# Lifeboat on-load release systems



## Cap'n Pete (Feb 27, 2006)

The following has been downloaded from the Gard marine insurance company's website. While I congratulate Gard on taking up this issue, I am disappointed that lifeboat "users" were not invited to join this seminar.


On the 18th of October an unprecedented number of industry participants met at a seminar organised by Gard, at their head office in Arendal, to discuss the issues surrounding the use of ‘onload’ lifeboat release hooks. A wide range of stakeholders including ship owners, life boat and hook manufacturers, classification societies, flag state representatives, P&I Clubs and a senior representative from the IMO, debated how injuries and deaths involving these hooks, which occur mainly during mandatory drills, could be avoided. The conference was both technical and practical with three survival crafts and a number of life boat hooks on display as well as video presentations showing the latest hook designs.



Alf Martin Sandberg, Senior Technical Adviser, who has been studying this issue on behalf of Gard for some years commented ”This is a complicated subject. There are more than 70 different hook designs on the market and there are no clear statistics on accidents where they are involved. This makes arriving at an industry consensus very difficult, but there is no doubt that these injuries and deaths are unacceptable.
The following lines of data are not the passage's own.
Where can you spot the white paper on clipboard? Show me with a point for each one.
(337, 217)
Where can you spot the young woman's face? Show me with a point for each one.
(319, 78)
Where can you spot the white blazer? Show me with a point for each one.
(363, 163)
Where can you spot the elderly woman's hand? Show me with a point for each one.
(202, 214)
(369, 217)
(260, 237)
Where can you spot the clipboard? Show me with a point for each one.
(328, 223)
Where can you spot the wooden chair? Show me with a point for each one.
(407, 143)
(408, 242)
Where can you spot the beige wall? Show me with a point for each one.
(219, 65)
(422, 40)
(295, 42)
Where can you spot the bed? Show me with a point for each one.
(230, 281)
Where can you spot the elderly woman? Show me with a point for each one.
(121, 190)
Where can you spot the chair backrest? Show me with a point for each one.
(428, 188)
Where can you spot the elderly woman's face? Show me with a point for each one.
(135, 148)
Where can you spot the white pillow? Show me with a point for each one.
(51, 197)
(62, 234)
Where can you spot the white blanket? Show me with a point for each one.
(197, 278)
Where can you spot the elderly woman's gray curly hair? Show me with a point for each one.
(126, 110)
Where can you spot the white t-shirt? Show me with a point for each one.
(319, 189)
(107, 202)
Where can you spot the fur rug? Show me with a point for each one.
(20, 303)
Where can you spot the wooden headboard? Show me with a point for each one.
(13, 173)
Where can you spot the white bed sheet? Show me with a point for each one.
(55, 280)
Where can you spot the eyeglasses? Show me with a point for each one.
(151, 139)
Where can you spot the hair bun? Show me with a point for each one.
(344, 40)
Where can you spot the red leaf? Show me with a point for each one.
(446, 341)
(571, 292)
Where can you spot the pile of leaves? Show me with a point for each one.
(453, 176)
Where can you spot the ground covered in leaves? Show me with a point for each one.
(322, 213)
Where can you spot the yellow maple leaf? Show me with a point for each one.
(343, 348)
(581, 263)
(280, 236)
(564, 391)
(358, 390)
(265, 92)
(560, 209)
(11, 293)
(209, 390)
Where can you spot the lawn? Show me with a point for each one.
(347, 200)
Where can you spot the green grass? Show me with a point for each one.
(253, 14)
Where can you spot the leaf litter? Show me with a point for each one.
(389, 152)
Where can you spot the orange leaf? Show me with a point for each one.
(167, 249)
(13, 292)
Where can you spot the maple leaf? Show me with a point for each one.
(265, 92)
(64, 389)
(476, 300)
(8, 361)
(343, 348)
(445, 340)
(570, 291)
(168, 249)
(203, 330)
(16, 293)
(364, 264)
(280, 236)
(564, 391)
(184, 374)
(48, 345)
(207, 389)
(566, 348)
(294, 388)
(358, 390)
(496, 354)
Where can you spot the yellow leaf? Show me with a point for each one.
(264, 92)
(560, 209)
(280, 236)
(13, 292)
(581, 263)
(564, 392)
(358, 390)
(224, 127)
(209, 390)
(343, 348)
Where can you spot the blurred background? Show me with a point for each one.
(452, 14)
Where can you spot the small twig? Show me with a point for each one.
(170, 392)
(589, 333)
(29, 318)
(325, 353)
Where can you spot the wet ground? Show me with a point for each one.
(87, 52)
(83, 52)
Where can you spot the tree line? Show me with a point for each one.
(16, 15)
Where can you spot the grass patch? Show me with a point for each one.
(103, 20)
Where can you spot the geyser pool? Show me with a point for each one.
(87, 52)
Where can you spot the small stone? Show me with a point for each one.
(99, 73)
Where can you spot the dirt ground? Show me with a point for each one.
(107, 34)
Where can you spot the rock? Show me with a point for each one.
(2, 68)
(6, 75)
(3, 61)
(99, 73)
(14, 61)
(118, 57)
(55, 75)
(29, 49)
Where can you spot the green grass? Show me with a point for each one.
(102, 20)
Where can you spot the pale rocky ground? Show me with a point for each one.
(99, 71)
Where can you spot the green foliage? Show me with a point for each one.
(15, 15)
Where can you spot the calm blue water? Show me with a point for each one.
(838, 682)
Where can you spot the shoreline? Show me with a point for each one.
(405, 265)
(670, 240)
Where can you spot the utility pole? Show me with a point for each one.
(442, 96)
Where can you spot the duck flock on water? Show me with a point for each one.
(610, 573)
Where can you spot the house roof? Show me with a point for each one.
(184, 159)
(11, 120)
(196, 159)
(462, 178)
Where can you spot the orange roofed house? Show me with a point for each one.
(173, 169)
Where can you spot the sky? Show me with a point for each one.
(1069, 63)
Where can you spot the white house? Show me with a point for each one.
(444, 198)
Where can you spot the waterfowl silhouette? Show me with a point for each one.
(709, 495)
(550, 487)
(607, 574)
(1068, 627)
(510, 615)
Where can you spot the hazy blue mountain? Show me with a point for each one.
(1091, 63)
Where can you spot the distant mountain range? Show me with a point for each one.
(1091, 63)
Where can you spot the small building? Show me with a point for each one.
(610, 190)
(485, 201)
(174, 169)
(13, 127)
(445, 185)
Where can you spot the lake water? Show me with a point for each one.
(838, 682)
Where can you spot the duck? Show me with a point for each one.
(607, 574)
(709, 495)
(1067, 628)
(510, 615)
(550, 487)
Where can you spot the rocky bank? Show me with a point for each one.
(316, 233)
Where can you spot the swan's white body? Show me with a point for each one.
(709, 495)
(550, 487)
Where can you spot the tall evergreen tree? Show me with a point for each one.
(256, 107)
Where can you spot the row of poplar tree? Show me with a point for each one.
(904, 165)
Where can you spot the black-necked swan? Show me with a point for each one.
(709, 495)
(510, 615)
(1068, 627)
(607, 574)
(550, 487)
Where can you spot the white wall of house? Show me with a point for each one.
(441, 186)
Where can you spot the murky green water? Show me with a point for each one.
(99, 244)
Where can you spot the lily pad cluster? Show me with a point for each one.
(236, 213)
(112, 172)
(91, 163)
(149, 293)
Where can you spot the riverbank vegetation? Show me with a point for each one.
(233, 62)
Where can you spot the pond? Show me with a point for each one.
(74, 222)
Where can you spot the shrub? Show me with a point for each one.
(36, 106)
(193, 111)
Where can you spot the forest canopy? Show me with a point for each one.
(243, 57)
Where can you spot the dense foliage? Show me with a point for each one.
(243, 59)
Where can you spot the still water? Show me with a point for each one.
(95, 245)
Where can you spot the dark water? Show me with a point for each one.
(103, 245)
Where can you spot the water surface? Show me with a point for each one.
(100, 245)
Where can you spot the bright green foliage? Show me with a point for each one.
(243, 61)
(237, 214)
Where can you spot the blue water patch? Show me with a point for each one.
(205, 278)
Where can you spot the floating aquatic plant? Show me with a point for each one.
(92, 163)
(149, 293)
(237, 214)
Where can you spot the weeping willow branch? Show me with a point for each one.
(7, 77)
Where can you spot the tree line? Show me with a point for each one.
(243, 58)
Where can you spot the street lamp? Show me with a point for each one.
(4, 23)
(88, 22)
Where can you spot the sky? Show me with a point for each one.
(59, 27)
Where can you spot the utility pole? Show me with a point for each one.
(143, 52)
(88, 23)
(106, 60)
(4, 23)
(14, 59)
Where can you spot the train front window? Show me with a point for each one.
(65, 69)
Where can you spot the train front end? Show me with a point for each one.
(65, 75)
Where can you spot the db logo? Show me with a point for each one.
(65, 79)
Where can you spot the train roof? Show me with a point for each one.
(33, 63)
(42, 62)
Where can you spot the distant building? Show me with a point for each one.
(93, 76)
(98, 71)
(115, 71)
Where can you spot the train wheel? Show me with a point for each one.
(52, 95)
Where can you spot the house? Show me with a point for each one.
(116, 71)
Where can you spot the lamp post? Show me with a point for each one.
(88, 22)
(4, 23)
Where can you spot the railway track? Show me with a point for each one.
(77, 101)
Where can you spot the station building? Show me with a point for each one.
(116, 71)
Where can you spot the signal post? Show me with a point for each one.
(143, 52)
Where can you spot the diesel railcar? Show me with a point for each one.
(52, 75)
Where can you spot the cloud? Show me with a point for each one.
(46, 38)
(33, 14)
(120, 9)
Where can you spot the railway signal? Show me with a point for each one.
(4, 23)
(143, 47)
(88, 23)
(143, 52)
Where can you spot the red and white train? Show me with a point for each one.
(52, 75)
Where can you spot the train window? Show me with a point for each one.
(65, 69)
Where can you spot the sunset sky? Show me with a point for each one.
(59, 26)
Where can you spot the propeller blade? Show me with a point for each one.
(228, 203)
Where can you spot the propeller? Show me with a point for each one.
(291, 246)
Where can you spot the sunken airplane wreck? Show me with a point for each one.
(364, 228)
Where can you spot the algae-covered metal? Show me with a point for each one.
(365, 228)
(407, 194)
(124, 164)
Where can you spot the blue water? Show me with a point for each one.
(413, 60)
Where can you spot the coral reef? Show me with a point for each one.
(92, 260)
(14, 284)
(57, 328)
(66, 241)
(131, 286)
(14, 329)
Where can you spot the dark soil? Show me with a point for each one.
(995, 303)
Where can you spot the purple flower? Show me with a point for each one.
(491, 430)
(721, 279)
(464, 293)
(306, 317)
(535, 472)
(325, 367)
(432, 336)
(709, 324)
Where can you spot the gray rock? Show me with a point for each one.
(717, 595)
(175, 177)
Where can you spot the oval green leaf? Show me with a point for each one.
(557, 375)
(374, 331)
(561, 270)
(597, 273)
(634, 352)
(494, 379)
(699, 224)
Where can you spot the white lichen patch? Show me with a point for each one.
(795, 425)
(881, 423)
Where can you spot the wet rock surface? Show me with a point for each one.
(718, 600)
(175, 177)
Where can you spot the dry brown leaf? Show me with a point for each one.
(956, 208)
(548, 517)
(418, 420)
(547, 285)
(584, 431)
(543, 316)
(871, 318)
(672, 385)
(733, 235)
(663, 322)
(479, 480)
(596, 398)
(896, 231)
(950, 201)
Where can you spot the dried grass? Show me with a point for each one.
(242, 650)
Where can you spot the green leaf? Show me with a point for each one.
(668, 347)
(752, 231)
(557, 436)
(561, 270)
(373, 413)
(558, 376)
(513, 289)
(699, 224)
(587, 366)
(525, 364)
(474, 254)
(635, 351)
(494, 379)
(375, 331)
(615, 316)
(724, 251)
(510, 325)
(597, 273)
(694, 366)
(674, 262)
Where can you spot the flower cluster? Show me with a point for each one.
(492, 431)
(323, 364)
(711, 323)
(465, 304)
This is a very serious issue and one that we felt needed to be debated by everyone involved – which is why we organised this first ever seminar on the subject.



"Hundreds of people have been involved in accidents during the last 20 years and Gard alone has seen one death and six serious injuries this year due to accidents involving ‘onload’ hook failure during lifeboat drills. As a result, lifeboat drills generate fear in seamen. In addition to the tragic crew accidents with these hooks, P&I clubs are also facing the enormous potential exposure of a worst case scenario involving an ‘onload’ hook failure on a cruise ship lifeboat (which carry as many as 150 people) in a real-life emergency. The objective of the seminar was to explore the options available with all the interested parties.


----------